Here is the hypothetical environment:
- 20 Java centric servers (i.e. Tomcat / Glassfish / Jboss / whatever) talking with client via HTTP
- The HTTP load balancer in front of the servers is not guaranteed to bring you back to the same server with each client connection.
- Anything else is available technology wise. (JMS / Camel / Memcached / Hazelcast / Whatever)
We want Joe and his browser (maybe using Flash or HTML5 or whatever client technology) to receive all messages that are published to a JMS topic available to all 20 servers.
Here is an example :
- Joe's first HTTP connection hits server A
- Server A now has an HTTP session for Joe (via cookies, etc)
- Server A subscribes him to the topic (based on his session ID or the like)
- Joe's HTTP connection ends.
- A message is posted to the topic.
- Joe makes another connection, but this time it is handled by server F.
This is where things get a little vague for me.
- We know Joe's session ID on his return (and maybe the session is shared across all servers), but what about the JMS subscription? If server F has to subscribe Joe again to the topic, did he just miss a message? Is A the only server that Joe can retrieve that message from or is there some kind of magic that can happen when he subscribes on F and it just knows that he didn't get the message (presumably waiting for him on A).
I guess I'm a little unclear as to what "subscribing" does (process wise) and how it relates to clustered servers. I'm playing with long polling (cometd) and websockets to help client responsiveness when it comes to receiving topic messages, but have to consider how this will work when there are many servers that could handle the connection and subscription.
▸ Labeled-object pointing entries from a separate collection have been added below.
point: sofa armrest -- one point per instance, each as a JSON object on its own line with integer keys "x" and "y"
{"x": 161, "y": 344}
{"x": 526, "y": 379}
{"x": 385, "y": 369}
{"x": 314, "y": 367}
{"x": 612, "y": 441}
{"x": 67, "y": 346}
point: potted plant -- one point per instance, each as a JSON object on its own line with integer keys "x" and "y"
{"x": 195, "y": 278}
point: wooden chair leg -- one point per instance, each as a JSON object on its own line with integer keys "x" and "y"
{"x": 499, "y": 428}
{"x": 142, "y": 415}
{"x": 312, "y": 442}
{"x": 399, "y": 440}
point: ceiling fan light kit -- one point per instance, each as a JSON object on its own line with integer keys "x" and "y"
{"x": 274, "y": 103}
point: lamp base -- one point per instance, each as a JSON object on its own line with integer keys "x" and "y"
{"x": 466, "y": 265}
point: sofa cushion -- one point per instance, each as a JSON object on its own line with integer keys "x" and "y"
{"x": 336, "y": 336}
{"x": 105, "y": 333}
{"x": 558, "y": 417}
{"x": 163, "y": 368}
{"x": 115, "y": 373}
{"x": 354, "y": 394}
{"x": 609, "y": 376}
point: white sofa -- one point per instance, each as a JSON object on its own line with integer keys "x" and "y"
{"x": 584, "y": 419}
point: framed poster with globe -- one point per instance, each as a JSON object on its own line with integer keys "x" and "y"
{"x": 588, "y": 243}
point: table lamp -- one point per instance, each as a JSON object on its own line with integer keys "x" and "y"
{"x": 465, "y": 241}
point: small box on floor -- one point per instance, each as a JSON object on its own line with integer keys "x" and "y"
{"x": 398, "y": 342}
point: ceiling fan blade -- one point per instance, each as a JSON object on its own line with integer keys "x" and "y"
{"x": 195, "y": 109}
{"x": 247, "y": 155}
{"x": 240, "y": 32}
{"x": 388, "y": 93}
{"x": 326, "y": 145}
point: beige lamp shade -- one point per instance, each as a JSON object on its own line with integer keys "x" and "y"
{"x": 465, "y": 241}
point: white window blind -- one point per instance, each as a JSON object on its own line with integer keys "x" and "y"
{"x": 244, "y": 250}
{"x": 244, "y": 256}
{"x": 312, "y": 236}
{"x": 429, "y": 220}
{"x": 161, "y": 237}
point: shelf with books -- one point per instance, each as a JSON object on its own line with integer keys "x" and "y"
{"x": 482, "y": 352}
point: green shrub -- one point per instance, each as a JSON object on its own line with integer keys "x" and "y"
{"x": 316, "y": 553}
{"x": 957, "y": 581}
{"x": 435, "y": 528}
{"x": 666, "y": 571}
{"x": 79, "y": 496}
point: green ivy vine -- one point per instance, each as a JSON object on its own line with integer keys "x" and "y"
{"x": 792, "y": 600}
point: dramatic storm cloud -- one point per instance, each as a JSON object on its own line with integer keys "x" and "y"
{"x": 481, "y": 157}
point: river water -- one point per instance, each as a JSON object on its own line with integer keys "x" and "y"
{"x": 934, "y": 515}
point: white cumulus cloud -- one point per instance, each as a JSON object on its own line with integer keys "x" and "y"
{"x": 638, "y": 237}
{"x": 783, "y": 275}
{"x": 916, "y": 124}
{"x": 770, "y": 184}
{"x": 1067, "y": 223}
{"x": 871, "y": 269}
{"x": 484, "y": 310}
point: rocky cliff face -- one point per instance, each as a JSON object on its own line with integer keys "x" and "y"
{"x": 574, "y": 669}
I want to avoid server pinning.
Thanks for any pointers.
EDIT1 : Hopefully some clarification. There is something specific I'm referring to here that is available in the BlazeDS framework. It allows a HTTP client to subscribe to a JMS topic and uses long polling to achieve near real time client updates, but it requires that once a client hits a server, all requests must go back to that one server. So it must (somehow?) be keeping the topic subscription active for that client on that server. I want to get rid of that requirement (with any technology/framework).